Eva Khatchadourian, interpretada por Tilda Swinton (As crônicas de Nárnia, O Curioso Caso de Benjamin Button), é uma mulher que segue atormentada por lembranças confusas e dolorosas de um passado não tão distante. Casada com Franklin, feito por John C. Reilly (Chicago, Magnolia), teve seu primeiro filho, Kevin, o qual é ponto central dessas recordações. Desde bebê, mostrava aversão à mãe, chorava sempre em seus braços, calando-se ao ir pros braços do pai; por volta dos 3 anos se negava a brincar com a mãe, demonstrando total apatia às tentativas de Eva de agradá-lo; já maior, fazia tudo para deixá-la mal e transparecer o ódio que sentia a tudo que ela fazia. Tinha, de fato, talento para dissimulação, pois na frente do pai, era um garoto normal, carinhoso, atencioso, o que fez Franklin ser averso às vezes que Eva tentou dizer-lhe o que o menino fazia, como agia. Depois de um tempo, Eva engravidou novamente, de Celia, o que tornou a convivência entre mãe e filho ainda mais hostil.
A história se segue por flashbacks, mostrando o ambiente familiar e o crescimento de Kevin, voltando pro tempo presente, onde Eva tenta sobreviver diante de pessoas que a ridicularizam e a atacam por algo que ocorreu, uma tragédia, mostrada por lembranças confusas que a tornam uma mulher depressiva e decadente.
Esse é um dos meus grandes recalques do Oscar: sim, Precisamos falar sobre Kevin, ao meu ver, merecia muito estar entre os indicados. E mais ainda, Tilda Swinton merece mais do que um Oscar por tal atuação, com toda a dramaticidade da personagem, a densidade emocional e psicológica que ela teve que doar para construir essa mãe e mulher tão atormentada, mas que não desiste. Me é perturbadora a cena em que a mãe sorri, emocionada, em um momento único de ternura do filho com ela, e outra em que a diretora faz um jogo de imagens, mostrando a semelhando de um com o outro, trocando, em uma mesma ação, o filho pela mãe. É como uma dependência. Ambos dependiam dessa relação.

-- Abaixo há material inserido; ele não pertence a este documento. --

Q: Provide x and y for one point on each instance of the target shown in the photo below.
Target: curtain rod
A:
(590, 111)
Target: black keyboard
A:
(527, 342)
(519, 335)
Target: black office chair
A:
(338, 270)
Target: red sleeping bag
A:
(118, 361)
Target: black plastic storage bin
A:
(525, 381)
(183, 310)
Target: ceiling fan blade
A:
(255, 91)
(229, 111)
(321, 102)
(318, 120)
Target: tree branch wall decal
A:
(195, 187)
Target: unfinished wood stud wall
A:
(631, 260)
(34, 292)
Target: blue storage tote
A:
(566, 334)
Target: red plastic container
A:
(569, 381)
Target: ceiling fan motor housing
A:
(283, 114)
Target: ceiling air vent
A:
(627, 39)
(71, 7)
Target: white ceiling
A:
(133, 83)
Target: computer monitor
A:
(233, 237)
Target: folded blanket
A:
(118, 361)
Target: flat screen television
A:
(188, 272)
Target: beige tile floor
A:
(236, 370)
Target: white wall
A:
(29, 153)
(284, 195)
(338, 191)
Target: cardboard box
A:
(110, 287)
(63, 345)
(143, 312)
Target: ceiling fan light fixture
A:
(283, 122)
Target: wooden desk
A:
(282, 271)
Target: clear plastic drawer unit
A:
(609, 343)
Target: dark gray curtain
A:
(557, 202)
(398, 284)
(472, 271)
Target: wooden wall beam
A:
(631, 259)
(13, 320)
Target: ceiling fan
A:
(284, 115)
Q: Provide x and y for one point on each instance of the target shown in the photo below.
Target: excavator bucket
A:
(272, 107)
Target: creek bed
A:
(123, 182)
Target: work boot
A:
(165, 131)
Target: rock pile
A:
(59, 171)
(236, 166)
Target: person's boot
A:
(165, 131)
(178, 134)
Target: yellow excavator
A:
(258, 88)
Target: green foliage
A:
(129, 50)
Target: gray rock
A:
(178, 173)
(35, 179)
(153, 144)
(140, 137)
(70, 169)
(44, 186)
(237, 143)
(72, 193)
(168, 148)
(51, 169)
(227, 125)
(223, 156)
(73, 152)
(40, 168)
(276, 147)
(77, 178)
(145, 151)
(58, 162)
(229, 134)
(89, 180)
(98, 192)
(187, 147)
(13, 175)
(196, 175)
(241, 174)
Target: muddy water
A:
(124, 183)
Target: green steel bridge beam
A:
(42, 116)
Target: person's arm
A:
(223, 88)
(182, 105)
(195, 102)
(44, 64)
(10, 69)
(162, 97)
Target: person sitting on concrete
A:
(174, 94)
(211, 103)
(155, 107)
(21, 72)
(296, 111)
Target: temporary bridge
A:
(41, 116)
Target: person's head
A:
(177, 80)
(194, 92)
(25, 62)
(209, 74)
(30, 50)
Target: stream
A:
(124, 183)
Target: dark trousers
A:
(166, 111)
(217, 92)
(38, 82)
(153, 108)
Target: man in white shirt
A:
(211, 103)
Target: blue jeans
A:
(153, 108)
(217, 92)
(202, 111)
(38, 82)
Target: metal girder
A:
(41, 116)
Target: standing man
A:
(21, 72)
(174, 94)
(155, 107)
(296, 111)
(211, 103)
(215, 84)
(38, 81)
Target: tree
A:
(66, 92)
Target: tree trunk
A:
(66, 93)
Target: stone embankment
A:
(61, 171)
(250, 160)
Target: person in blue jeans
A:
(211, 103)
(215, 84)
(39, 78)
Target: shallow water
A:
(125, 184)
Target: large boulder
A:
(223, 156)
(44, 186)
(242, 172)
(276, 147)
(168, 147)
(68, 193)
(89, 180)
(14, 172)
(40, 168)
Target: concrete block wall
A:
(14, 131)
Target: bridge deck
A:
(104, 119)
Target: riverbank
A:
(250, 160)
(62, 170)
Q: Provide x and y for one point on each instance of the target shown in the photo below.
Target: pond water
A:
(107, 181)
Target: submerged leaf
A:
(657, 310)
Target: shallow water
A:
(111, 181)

Podemos dizer que a obra é um drama envolvido por um grande suspense, com a questão final até meio previsível. É notável que a imprevisibilidade não é um dos grandes objetivos, o que importa é o teor psicológico, o quanto você se impressiona com o desenrolar dos fatos, o quanto você pára e se questiona o porquê de tudo. E o quanto previsível é o fim quando você resolve pensar sobre todo o crescimento da trama, cada passo do personagem principal, cada gesto, cada ação. E isso é envolvente e até um pouco torturante.
O filme é uma adaptação feita por Lynne Ramsey do romance homônimo de Lionel Shriver.
Sim, é uma história forte. Eu mesma me questionei se sou capaz de ser mãe, algo lindo, mas muitas vezes, tão atribulado. Kevin é interpretado Ezra Miller, adolescente; Jasper Newel, aos seis anos e Rocky Duer quando criança (por volta dos 3 anos). São, as três, atuações excelentes, que tornam o filme ainda mais impressionante.
Indicado ai BAFTA, Palma de Ouro, Globo de Ouro.